Advanced computational approaches for understanding allele-specific biology of complex diseases
From Ekaterina Churkina on February 5th, 2021
Reconstructing the complete phased sequences of every chromosome copy in human and non-human species are important for medical, population and comparative genetics. The unprecedented advancements in sequencing technologies have opened up new avenues to reconstruct these phased sequences that would enable a deeper understanding of molecular, cellular and developmental processes underlying complex diseases. Despite these interesting sequencing innovations, the highly polymorphic and gene-dense regions human leukocyte antigen (HLA) are not yet fully phased in the reference genome. The reference genome still contains gaps in multi-megabase repetitive regions, and thus annotating novel expression and methylation results are incomplete and inaccurate, that affect the interpretation of molecular genetics and epigenetics of diseases. There is a pressing need for a streamlined, production-level, easy-to-use computational algorithmic approaches that can reconstruct high-quality chromosome-scale phased sequences, and that can be applied to hundreds of human genomes.In this talk, first, I will present a combinational optimization formulation and solution to the haplotype reconstruction problem that leverages new long-range Strand-specific technology and long reads to generate chromosome-scale phasing. Second, I present an efficient graph-based algorithm to perform accurate haplotype-resolved assembly of human individuals. The advantage of graphs is that they enable a unique compact representation of massive datasets for their integration on the common genome sequence space. This method takes advantage of new long accurate data type (PacBio HiFi) and long-range Hi-C data. We for the first time can generate accurate chromosome-scale phased assemblies with base-level-accuracy of Q50 and continuity of 25Mb within 24 hours per sample, therefore, setting up a milestone in the genomic community. Third, I will present the generalized computational approach that has the advantage to work on any type of sequencing data types for different number haplotypes and repeat variation. Finally, I will present the importance of haplotype-resolved assemblies to various medical applications.

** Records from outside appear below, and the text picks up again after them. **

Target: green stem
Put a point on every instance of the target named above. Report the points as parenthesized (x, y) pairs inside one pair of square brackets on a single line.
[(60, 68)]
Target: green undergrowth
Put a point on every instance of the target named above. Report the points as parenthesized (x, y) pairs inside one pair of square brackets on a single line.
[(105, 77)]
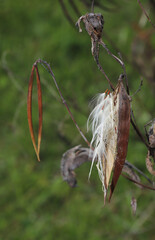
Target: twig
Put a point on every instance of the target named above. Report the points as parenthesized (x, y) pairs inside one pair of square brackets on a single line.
[(138, 170), (66, 13), (101, 69), (92, 6), (125, 74), (73, 5), (138, 131), (47, 66), (140, 86), (139, 2), (141, 184)]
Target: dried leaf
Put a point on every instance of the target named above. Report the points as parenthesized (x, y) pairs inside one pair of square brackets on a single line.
[(29, 110)]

In summary, my works develop scalable computational approaches that efficiently and robustly combine data from a variety of sequencing technologies to produce high-quality diploid assemblies. These computational methods have the potential to enable high-quality precision medicine and facilitate new and unbiased studies of human (and non-human) haplotype variation in various populations which are currently goals of the Human Genome Reference Project.